Expeditors Hurt by Airfreight Services & Coronavirus Woes
We recently issued an updated report on Expeditors International of Washington, Inc. EXPD.
Like many other transportation companies, Expeditors is hit by uncertainties related to the COVID-19 pandemic.
Expeditors’ first-quarter 2020 top line was hurt due to supply-chain disruptions stemming from the coronavirus pandemic. The extended closure of factories in China due to the virus outbreak dented freight volumes in the March quarter. Notably, volumes pertaining to airfreight tonnage and ocean container contracted 7% and 10%, respectively, year over year. Apart from factory shutdowns, commercial flight cancellations and reduced ocean sailings led to double-digit fall in operating income.
With the current economic slowdown due to the COVID-19 pandemic, Expeditors’ operations are under pressure. For instance, North Asia, South Asia and North America registered tonnage declines of 9%, 11% and 4%, respectively, in first-quarter 2020. With the health peril showing no signs of subsiding, volumes is likely to be weak in the second quarter as well, thereby hurting overall results.

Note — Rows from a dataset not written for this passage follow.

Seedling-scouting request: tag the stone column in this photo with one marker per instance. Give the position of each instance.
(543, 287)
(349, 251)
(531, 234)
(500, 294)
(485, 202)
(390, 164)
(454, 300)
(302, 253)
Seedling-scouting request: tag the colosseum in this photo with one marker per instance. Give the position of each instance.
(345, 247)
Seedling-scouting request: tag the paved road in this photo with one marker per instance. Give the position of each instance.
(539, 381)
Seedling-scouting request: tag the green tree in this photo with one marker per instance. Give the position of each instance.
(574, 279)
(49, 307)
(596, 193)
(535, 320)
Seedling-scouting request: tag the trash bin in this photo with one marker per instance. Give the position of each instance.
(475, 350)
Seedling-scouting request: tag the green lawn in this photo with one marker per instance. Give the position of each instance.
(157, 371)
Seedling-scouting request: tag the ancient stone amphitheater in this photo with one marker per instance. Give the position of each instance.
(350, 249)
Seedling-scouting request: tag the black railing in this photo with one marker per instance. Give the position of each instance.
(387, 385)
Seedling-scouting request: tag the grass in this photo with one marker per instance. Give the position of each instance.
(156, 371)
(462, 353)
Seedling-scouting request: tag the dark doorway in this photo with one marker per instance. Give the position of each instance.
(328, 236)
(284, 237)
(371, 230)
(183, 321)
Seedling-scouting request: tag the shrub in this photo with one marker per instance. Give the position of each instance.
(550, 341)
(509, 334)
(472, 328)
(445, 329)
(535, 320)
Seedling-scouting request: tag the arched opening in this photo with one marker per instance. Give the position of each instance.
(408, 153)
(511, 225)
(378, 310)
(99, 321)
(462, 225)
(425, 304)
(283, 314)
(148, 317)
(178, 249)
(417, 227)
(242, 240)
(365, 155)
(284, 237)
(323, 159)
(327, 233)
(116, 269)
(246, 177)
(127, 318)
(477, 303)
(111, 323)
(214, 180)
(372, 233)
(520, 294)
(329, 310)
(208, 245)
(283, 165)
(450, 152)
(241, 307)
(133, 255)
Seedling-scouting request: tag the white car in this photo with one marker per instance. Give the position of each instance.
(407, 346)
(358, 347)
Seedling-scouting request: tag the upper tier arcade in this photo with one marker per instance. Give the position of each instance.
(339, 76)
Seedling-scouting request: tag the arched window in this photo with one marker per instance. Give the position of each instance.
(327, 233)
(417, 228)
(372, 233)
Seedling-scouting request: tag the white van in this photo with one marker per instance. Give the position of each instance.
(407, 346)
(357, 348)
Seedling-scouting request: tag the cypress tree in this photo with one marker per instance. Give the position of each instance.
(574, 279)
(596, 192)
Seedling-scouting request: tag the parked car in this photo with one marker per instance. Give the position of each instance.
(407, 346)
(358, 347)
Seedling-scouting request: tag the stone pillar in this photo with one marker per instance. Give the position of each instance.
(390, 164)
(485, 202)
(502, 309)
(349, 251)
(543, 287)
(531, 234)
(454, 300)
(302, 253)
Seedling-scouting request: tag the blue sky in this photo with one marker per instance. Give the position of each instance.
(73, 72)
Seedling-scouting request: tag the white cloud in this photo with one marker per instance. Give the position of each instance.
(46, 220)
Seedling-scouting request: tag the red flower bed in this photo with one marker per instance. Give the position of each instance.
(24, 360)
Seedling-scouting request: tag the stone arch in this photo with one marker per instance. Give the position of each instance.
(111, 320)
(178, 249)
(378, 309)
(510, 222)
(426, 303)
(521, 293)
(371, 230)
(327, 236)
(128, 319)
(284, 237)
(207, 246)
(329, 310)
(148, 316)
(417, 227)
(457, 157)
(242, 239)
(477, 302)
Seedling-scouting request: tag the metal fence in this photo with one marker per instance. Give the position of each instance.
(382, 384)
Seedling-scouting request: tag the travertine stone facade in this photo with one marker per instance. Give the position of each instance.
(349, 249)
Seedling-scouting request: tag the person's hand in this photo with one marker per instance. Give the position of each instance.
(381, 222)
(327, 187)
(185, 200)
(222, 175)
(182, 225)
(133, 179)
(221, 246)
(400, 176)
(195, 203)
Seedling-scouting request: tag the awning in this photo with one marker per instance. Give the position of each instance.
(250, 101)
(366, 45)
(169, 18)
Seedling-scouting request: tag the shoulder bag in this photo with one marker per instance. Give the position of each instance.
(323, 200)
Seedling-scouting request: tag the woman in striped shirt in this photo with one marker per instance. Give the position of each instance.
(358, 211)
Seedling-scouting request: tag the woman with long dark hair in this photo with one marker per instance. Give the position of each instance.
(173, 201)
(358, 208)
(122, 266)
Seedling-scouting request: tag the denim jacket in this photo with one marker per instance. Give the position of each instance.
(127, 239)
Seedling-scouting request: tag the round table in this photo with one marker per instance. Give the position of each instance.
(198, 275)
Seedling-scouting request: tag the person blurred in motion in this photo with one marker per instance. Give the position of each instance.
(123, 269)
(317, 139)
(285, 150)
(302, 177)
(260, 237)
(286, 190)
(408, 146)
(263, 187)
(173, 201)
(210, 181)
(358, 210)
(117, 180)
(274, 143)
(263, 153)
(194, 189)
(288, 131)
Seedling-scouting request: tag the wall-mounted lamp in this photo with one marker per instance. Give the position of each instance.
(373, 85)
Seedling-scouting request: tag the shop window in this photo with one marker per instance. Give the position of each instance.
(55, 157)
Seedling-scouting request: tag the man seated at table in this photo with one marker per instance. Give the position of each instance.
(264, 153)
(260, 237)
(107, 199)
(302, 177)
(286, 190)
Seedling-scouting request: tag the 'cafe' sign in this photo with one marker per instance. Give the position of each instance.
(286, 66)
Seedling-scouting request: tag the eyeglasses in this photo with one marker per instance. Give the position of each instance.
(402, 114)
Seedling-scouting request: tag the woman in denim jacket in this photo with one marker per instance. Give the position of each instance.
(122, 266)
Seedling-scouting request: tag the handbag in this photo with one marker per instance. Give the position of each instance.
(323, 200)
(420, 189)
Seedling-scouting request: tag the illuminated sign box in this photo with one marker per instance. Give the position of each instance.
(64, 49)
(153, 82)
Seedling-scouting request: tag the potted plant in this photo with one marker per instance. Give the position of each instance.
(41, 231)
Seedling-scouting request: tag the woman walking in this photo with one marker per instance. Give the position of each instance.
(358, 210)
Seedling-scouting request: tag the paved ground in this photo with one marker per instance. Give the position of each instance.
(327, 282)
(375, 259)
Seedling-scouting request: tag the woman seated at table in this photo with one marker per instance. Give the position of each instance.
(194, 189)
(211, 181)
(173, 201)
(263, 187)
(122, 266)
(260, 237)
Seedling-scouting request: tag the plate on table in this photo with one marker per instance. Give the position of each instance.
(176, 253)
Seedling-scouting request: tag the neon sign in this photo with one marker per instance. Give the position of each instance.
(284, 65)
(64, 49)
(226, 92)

Expeditors International of Washington, Inc. Price
Expeditors International of Washington, Inc. price | Expeditors International of Washington, Inc. Quote
Meanwhile, Expeditors currently has a sound balance sheet. We are also encouraged by Expeditors’ sound balance sheet. As of Mar 31, 2020, the company had no long-term debt (other than lease liabilities), mainly due to its asset-light business model. Moreover, its current ratio stood at 2.26 and 2.37 at the end of the first quarter of 2020 and at the end of the fourth quarter of 2019 respectively, comparing favorably with the respective figures for the industry of 1.72 and 1.83. A higher current ratio implies that the company is more likely to meet its liabilities which are due over the next 12 months.
Zacks Ranks & Key Picks
Expeditors currently carries a Zacks Rank #4 (Sell).
A few better-ranked stocks in the Zacks Transportation sector are Air Lease Corporation AL, Ryanair Holdings plc RYAAY and Teekay Tankers Ltd. TNK. All the stocks carry a Zacks Rank #2 (Buy). You can see the complete list of today’s Zacks #1 Rank (Strong Buy) stocks here.
Long-term earnings (three to five years) growth rate for Air Lease, Ryanair Holdings and Teekay Tankers is estimated at 3.1%, 20.5% and 3%, respectively.